The thing about reading "thoroughly and carefully." If you ain't gonna do it, why read at all? Kinda defeats the purpose of reading altogether if you don't do it thoroughly and carefully.
And I'm speaking as someone with some experience, as I was tortured in my youth on speed reading machines. I think I was semi-competent up to 600-some wpm. No fun, but I got the gist. I don't recommend it. It's not thorough or careful.
Yea, it defeats the purpose of reading to not read everything thoroughly. Genius.
You're really fairly stupid relative to most posters on here and I mean this sincerely.
Lets take your goofball blog. There is literally no reason to read what you write thoroughly. One skims over the bullshit. People smarter than you do this all the time.
But I understand, in your head this is your big gotcha moment.
You might not be so broke if you didn't spend too much on your shoes that appear to be a big source of pride for you. Wow $300 shoes. lol.
No clue what speed reading machines are but you always have to pump yourself up over something asinine. In this post we are introduced to "speed reading machines". Whatever the fuck that is!

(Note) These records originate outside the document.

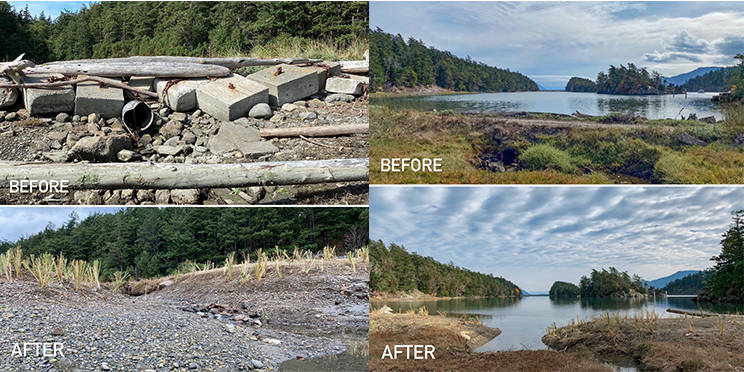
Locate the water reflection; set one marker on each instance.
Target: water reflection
(523, 321)
(652, 107)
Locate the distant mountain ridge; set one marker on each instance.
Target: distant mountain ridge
(683, 78)
(662, 282)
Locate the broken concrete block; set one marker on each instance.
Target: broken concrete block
(325, 70)
(363, 79)
(100, 148)
(46, 101)
(8, 96)
(292, 83)
(90, 98)
(231, 97)
(233, 137)
(181, 95)
(344, 86)
(142, 82)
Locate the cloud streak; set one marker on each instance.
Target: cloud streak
(572, 38)
(536, 235)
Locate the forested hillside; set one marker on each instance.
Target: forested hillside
(117, 29)
(689, 285)
(726, 282)
(395, 270)
(152, 241)
(397, 63)
(713, 81)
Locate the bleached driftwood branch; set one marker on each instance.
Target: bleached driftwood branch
(56, 84)
(322, 131)
(187, 176)
(131, 68)
(231, 63)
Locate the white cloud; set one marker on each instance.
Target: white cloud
(527, 233)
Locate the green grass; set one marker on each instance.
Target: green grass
(543, 156)
(651, 153)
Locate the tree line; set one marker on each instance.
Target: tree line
(393, 270)
(689, 285)
(625, 80)
(725, 283)
(148, 242)
(199, 28)
(564, 290)
(397, 63)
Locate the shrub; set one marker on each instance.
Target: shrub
(544, 156)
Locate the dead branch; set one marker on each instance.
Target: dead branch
(56, 84)
(323, 131)
(187, 176)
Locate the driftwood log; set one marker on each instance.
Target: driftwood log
(354, 67)
(132, 68)
(187, 176)
(323, 131)
(104, 81)
(231, 63)
(691, 313)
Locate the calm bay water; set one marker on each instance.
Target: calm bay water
(523, 321)
(651, 107)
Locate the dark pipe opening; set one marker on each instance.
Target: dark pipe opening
(137, 116)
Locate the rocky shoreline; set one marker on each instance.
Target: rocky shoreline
(257, 327)
(190, 138)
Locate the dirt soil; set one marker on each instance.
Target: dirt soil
(678, 344)
(253, 325)
(40, 139)
(454, 350)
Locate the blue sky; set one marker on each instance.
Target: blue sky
(534, 236)
(552, 41)
(16, 222)
(50, 8)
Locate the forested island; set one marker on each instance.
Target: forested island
(199, 28)
(624, 80)
(148, 242)
(397, 63)
(689, 285)
(613, 283)
(564, 290)
(395, 270)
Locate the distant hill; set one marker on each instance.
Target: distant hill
(662, 282)
(683, 78)
(395, 270)
(395, 63)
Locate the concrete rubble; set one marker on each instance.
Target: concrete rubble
(196, 121)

Your insecurity is up there with the best of the insecure ones.
Oh yea, and where does Stanford recommend Ivermectin for long covid or at all? <crickets>
LOL. So let me get this straight. I listed six or seven things regarding Ivermectin, all of which you presumably checked in your two-minute googling commitment to "finding the truth," and the only one you couldn't dig up was the Stanford use of Ivermectin for long Covid. I surmise this because you didn't mention any of the other items. Well, not my job to aid with your "research."
Let's be honest here -- how much time do you spend searching for something via google? Two minutes? Thirty minutes? Two hours? How many listings do you check when pages pop up as listings? The first 10 pages? The first five? The first three?

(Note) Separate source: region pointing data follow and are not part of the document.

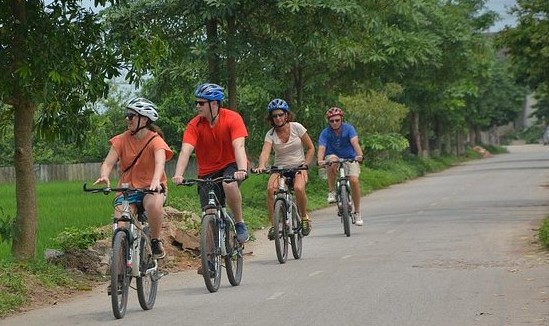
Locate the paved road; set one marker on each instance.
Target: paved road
(452, 248)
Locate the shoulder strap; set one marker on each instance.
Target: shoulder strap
(139, 154)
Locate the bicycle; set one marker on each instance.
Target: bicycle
(218, 238)
(131, 254)
(286, 219)
(343, 196)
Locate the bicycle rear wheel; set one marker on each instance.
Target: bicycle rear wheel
(345, 210)
(280, 231)
(210, 255)
(147, 283)
(234, 260)
(296, 239)
(120, 276)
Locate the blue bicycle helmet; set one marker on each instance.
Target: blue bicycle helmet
(210, 92)
(278, 104)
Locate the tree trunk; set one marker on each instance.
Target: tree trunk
(213, 58)
(24, 243)
(231, 63)
(414, 130)
(424, 138)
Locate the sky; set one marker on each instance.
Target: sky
(501, 7)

Don't be shy. Tell the audience what you consider thorough "research."
Bottom line -- you checked everything I wrote. Everything checked except the Stanford long Covid use of Ivermectin. But you reported the one thing you could not find, as opposed to saying, "Yeah, the other five things he said checked out, but I couldn't locate this one."

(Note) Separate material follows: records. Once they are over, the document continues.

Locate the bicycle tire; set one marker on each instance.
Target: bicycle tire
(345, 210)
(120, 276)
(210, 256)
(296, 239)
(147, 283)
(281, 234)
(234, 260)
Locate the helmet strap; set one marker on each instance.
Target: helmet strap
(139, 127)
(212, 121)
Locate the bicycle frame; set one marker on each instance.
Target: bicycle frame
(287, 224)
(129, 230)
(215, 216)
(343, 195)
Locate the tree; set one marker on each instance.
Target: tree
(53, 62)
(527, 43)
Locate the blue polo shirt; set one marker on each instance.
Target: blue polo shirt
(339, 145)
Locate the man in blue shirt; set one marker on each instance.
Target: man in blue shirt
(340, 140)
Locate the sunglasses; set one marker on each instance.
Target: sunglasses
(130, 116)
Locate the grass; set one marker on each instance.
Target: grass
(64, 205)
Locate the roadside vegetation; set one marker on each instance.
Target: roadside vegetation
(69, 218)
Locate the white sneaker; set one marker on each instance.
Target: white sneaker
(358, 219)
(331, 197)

Your honesty is shot. You purposefully have not commented on anything I wrote that checked out via your "research," but you went after the one subject you couldn't easily find.
Did it occur to you to make phone calls and call Stanford? Or track down email addresses and try to contact appropriate departments there? I would think someone who really wanted to figure reality out would do that kind of thing. Or is it too much work?
You're a real honest "AP" there, account. You report your bottom line the same way? Report what's making your case and skip everything else?
And this is one example of why I think "AP" reporting of reality usually leaves a tad to be desired.
Speed reading machines presented a line or lines of text rather than paragraphs or pages so as to limit the words viewed per second and test the comprehension and memory without the reader's ability to go back and re-read what had previously been presented. They could be set for number of lines and speed. You were basically watching a film strip.